私自身は子どもを持っていないので、姪や甥の思い出の中に薄く残る可能性もある
それが嬉しいもんだろうか。
生前ウチのバー様は別なことを言っていた。
「いずれみんな死ぬんだべさ。
でも、アンタの中に私しゃ居る。アンタの子どもの中にも私しゃ居るのさ。
そう考えたら人間み~んな繋がっておる。なんも寂しいことなんぞないさ。
バーちゃんが死んだら、絶対に幽霊になって出てやっから。
楽しみだべさ。色々二人で実験するべ。
ほしたらバーちゃん、あの世さ行って楽しく暮らすから
バーちゃんのことなんぞ忘れて、お前も楽しく暮らせ~」
彼女が亡くなる少し前に、実に可愛らしい程度にボケたもんで
孫との約束を忘れて、一気にあの世とやらへ行っちまった(笑)
怖いけど…幽霊になって出てくるのを待っておったんだがの~
思い出して欲しいと願う前に、
思い出さずには居られないほど一生懸命に生きるべきだと、私は思う。
それほど、私のバー様はインパクトがあった(アハハハハ)
この短編集は確かに面白い。どの作品も読んでソンのない作品ばかりだと思う。
ただ、でも、読後の感覚が冷え切ってしまう
それはどの短編の登場人物たちも、冷えているからじゃないかと感じた
自分が関わり、目の前に問題があるのに、まるで第三者のように覚めた目で見
他人事のように遠くから眺めているような…そんな登場人物たちの冷めた態度が
今時を感じさせてナゼか虚しい
誰一人として、一生懸命じゃないのだ。
だから上のようなセリフが出てくるのかもしれん。
ストーリーに古臭さを感じるわりには、昔の作品のような熱さがないので
違和感を感じてしもうた(笑)
もう、一生懸命ってなのは古いのかね~~。
確かにゴルフの全英オープンでリポーターをしたアノ方ほど熱いと…うっとおしいけどの
(アハハハハハハ)
でも、暑い夏には、もってこいの作品かもしれん
心がヒュ~っと冷えたからの~(ハハハハハハ)
ポチっとで、作者のヤル気でるかもです(笑)
←満天書店入り口
難しい・・・。
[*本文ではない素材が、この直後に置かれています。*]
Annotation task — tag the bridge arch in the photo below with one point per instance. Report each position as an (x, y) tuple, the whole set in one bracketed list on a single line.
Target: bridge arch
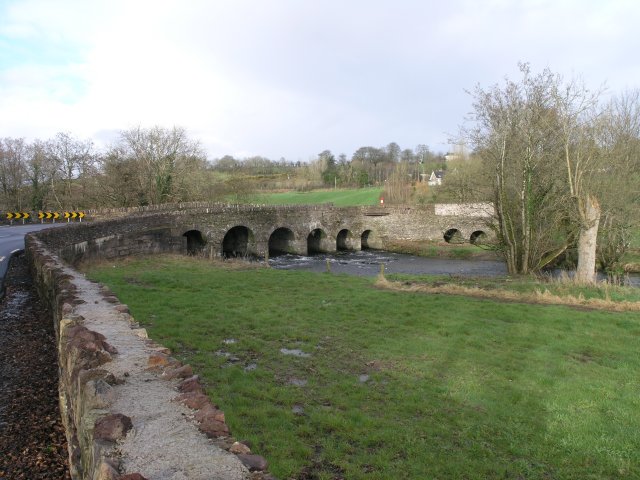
[(370, 240), (345, 240), (478, 237), (453, 235), (281, 241), (316, 241), (239, 241), (195, 241)]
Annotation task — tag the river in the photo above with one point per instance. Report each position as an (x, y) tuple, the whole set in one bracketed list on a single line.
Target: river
[(367, 263)]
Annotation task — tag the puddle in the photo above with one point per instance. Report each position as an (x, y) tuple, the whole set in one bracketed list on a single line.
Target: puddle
[(230, 358), (296, 352), (298, 382)]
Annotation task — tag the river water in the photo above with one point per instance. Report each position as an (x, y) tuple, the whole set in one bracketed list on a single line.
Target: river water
[(367, 263)]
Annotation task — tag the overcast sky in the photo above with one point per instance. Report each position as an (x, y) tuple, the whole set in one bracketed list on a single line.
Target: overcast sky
[(290, 78)]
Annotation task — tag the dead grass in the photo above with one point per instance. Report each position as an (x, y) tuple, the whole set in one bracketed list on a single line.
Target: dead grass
[(540, 297)]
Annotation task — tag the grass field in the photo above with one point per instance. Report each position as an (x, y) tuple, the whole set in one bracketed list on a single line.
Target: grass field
[(340, 197), (396, 385)]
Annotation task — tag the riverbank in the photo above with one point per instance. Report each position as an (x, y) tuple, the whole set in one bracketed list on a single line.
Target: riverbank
[(329, 376)]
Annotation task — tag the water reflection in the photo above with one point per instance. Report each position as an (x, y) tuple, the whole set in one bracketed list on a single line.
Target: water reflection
[(367, 263)]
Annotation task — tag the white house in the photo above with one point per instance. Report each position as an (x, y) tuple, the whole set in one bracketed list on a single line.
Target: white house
[(435, 178)]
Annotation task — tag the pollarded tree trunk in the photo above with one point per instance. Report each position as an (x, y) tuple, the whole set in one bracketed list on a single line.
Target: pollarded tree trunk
[(586, 272)]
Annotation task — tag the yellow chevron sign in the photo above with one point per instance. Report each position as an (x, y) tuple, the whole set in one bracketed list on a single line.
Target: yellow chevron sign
[(17, 215)]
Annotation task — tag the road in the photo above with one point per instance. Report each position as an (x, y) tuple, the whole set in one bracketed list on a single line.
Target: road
[(12, 239)]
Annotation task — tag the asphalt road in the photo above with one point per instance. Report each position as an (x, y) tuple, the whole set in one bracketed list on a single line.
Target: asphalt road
[(12, 239)]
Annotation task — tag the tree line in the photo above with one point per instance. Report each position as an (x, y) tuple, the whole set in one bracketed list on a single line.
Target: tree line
[(561, 166), (148, 166)]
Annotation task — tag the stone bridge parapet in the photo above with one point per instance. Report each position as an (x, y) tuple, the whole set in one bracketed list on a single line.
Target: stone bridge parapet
[(221, 230), (108, 366)]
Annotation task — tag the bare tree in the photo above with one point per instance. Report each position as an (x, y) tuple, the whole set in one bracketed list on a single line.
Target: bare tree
[(39, 169), (13, 152), (164, 159), (515, 134), (70, 157)]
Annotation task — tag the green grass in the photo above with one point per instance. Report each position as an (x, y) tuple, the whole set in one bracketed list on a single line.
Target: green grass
[(528, 284), (458, 388), (340, 197)]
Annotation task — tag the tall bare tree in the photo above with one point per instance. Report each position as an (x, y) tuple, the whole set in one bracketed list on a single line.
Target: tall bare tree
[(164, 159), (13, 152), (515, 134)]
やっぱり考えると怖いので、、。
悔いのないように好きなことして((爆))
一生懸命生きるのだ!! と思っています。。
満天さんの
おばあさま。素敵です!!
幽霊になったおばあさまとお話してみたい。。
私も幽霊になって出てきたいです。
死に対して怖くなる年齢っていうもんがあると思うのだ
私の場合、若い頃は本当に全然怖いと思わなかったし…
自分が何時か死ぬなんてことすら考えられんかっただ~
それが40歳の後半あたりから「人生も半ば過ぎたか」っと思った瞬間怖くなっての
こうやって、歳を取って死と抜きあい
様々な人の死に触れて人は何かを学んで行くのだな~っと思うようになっただ
ウチのバー様は90を超えていたからか…
ヒョウヒョウとしておった(笑)
あんな風になりたいなっと思ってます
自分の体を風が通るような、そんな人でありたいな
人に強要するのではなく、人のために考えられる人。
まだまだ修行は続きそうです~(アハハハハ)
50歳後半という自分の年齢と連れ合いを亡くしたということで考えざるを得ません。
以前TVで、一人暮らしの女性が
「死ぬ時は自分がこの世にいたことを全て消す位に何も残さず逝きたい」
と言っていたのでびっくりしました。
その時は若かったからその方の考えが良く分からなかったけれど今はまあ、分かることは分かります。
自分がそう思うかというのとはちょっと違うけれど。
子供のいない私。
代わりに世の中に名を残して死にたいとは思わないが、友人・知人の記憶には長く残っていたいよね。
ワシ…実は…
トミーどんが以前に言っていた「夫婦お茶漬け茶碗」をプレゼントしたくって
セッセと作っておっただよ
ところが丁度出来上がって送ろうとしていた時
ご主人の訃報を聞いての~。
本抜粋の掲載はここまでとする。